Now, enough of that; on to more impersonal subjects. I was listening to the World Service on the radio this morning or rather in the middle of the night, and one repeated story was of the Los Angeles mayoral election. It was extraordinary – all the reports said was that the apparent winner (now the winner) was a Hispanic, and the first Hispanic to be mayor of LA in X number of years – and variations on that theme. Period. Not one thing else. Nothing about – you know – his politics? His policies? Substance? What he plans to do? Just pure unadulterated perfectly vacuous demographics. It was both surprising and, frankly, disgusting. (I’m not blaming the BBC particularly; I’m sure other coverage was similar. I’m blaming the mindset, or the fashion, or whatever this is.) The Beeb has an article that does exactly the same thing. Hispanic blah blah Latino blah blah demographics blah blah. Um – hello? What party is he? Does he have any politics at all or is he just a mannequin with an ethnic label?

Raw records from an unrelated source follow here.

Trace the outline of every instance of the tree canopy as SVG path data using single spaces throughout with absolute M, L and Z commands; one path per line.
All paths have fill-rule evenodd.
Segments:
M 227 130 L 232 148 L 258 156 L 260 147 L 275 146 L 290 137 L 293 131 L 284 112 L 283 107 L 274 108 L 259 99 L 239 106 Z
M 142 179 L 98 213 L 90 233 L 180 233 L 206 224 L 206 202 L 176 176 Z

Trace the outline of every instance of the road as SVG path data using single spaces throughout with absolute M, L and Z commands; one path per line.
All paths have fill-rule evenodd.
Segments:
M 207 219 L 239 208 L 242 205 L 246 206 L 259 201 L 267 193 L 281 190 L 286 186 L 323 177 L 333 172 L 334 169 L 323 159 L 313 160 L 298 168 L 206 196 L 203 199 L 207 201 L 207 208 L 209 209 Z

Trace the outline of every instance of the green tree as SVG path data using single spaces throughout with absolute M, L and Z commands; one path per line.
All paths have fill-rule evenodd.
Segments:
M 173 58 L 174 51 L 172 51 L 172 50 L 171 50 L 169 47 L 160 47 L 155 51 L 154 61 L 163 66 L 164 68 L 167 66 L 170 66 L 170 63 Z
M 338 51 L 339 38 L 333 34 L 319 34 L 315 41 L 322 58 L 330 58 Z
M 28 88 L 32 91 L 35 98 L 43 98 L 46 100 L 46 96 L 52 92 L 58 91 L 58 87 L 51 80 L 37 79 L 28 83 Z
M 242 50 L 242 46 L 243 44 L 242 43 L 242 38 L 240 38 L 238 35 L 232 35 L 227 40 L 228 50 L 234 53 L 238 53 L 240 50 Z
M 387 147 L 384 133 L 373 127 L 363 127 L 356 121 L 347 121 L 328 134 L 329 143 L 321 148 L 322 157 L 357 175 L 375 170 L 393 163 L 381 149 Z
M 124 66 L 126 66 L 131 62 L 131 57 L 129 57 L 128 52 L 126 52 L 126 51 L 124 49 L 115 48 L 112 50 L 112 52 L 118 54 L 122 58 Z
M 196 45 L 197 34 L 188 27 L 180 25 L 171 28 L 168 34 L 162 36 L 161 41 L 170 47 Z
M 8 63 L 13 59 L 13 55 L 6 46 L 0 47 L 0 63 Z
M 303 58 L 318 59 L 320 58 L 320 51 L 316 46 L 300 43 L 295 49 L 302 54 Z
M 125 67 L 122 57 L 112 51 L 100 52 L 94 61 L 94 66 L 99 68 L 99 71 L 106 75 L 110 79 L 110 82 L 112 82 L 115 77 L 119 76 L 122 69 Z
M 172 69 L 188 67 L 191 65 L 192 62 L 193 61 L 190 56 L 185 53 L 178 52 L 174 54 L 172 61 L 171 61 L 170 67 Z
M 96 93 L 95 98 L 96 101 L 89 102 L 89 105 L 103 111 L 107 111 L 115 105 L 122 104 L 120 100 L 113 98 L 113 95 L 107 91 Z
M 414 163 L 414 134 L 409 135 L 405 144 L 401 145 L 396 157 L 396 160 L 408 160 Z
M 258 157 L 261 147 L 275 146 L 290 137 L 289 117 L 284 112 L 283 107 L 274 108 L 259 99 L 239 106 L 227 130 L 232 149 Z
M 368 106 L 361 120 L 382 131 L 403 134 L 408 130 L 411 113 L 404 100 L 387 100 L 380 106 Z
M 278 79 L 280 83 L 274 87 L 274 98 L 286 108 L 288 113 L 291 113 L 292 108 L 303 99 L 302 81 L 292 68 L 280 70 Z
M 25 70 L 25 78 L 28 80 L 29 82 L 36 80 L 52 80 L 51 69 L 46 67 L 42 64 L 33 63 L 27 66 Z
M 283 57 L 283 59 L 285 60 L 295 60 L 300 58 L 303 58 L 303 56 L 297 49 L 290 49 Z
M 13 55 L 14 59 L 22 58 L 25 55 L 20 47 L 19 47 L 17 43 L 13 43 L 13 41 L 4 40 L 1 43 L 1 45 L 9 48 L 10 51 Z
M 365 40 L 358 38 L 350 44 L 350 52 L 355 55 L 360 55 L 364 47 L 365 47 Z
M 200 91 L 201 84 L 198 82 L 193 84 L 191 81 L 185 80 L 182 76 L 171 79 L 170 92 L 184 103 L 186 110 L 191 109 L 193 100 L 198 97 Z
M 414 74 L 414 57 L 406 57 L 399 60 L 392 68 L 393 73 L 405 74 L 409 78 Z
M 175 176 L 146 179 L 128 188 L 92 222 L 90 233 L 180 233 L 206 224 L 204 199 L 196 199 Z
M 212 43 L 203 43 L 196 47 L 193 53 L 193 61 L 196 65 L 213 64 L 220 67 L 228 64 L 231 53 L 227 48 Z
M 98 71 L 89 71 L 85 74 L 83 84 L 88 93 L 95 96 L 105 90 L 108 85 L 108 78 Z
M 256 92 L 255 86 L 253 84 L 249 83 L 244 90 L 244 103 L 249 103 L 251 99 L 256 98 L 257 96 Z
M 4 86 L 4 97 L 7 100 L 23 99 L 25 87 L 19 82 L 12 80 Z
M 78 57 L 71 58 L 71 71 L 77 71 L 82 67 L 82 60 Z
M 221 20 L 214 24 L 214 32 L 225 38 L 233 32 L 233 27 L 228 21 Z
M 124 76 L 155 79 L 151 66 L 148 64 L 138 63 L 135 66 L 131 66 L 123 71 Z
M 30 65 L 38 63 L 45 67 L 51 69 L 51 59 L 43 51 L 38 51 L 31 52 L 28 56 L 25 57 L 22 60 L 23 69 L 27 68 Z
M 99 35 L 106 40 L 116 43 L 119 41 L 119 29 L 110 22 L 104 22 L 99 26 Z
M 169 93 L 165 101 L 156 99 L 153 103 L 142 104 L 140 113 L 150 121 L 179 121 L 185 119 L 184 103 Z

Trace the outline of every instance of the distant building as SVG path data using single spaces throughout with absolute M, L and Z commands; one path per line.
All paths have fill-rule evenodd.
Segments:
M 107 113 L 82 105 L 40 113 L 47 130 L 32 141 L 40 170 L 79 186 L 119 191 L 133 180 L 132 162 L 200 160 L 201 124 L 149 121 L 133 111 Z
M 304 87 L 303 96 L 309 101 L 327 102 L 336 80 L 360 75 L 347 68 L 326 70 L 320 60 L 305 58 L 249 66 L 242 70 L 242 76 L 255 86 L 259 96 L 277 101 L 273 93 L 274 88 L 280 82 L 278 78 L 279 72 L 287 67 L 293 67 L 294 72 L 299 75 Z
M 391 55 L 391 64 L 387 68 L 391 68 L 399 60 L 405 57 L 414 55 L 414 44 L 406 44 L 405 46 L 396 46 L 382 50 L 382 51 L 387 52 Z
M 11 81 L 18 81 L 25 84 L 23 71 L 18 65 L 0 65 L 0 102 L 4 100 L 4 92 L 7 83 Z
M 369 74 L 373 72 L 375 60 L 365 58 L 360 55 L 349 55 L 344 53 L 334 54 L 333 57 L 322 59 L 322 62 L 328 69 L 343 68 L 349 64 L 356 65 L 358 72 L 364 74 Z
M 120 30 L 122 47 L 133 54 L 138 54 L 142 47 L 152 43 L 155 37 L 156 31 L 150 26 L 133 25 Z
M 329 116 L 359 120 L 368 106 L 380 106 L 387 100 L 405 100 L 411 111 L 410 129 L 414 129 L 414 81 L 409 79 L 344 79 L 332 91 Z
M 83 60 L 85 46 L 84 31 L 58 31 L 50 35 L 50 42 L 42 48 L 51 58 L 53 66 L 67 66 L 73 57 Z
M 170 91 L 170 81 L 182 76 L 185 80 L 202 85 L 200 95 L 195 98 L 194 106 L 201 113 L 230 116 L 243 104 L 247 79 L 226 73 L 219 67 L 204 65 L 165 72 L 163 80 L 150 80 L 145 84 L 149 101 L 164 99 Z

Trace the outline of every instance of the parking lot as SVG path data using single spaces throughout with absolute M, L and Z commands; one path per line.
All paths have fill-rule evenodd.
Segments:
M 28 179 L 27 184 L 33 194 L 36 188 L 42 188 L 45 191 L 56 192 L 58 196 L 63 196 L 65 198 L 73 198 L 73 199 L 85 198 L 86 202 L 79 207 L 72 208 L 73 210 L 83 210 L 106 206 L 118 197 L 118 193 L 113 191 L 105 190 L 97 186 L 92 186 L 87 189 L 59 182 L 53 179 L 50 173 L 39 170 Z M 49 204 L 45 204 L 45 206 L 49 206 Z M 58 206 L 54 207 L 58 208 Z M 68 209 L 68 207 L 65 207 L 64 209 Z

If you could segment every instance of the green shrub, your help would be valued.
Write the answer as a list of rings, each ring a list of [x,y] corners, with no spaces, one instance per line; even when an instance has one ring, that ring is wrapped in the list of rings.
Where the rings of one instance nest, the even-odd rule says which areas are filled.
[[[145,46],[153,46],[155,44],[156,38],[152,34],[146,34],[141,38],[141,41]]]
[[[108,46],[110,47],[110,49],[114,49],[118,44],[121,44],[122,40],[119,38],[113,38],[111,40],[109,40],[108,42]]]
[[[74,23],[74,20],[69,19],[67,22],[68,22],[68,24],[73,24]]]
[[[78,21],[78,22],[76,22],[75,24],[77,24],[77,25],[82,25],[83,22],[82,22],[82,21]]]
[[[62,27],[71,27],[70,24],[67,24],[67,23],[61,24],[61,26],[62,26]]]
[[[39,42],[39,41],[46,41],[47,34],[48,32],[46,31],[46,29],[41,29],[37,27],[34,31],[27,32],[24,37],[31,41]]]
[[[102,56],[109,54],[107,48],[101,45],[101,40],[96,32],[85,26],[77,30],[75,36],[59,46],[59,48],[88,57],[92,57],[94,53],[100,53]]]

It’s exactly like what Jeremy Paxman said to Galloway – are you proud of defeating the only black woman blah blah blah. As if that were the whole point of Oona King! Or anyone! I realize where this stuff comes from, and I’m not free of it myself. I admit it, I’m pleased – even as George Bush is pleased, alas – that we have a black woman Secretary of State. I was pleased about the Attorney General in the Clinton administration. And so on. But – but just because I have the silliness too doesn’t mean it’s not silliness. And when it takes over to such an extent that it’s all that’s mentioned then something is off.

Oona King said as much on ‘Today’ a few days after the election. She said that was the one thing she agreed with Galloway on: that Paxman’s question was absurd.

Communalism is not a brilliant idea, and it would be nice if people would start to catch on to that. Here’s Todd Gitlin on the subject, from The Twilight of Common Dreams:

The Enlightenment erected great structures of thought but also manufactured the acid to dissolve them. It was self-reinforcing and self-devouring. It was a philosophy for leaving home, not least one’s ideological home, wherever that was. To hate absolutism was also to hate the absolutist claims of one’s nation, tribe, family. For precisely that reason, the Enlightenment is not to be disposed of with a wave of the moment’s identity cards.

He goes on to describe Richard Rorty as claiming that people act in the name of their particular tribes, and that when they act altruistically they usually give parochial reasons for doing so – that the rescued Jew was a fellow Milanese or a fellow bocce player or the like. He then cites our friend Norm to the contrary.

But the political theorist Norman Geras examined some eighty accounts of Gentiles who saved Jews during the Holocaust. Only one failed to mention universal moral obligations.

It can be a mistake to overestimate human goodness and altruism and the like, but it’s also a mistake to underestimate it. Parochialism and communalism are underestimates.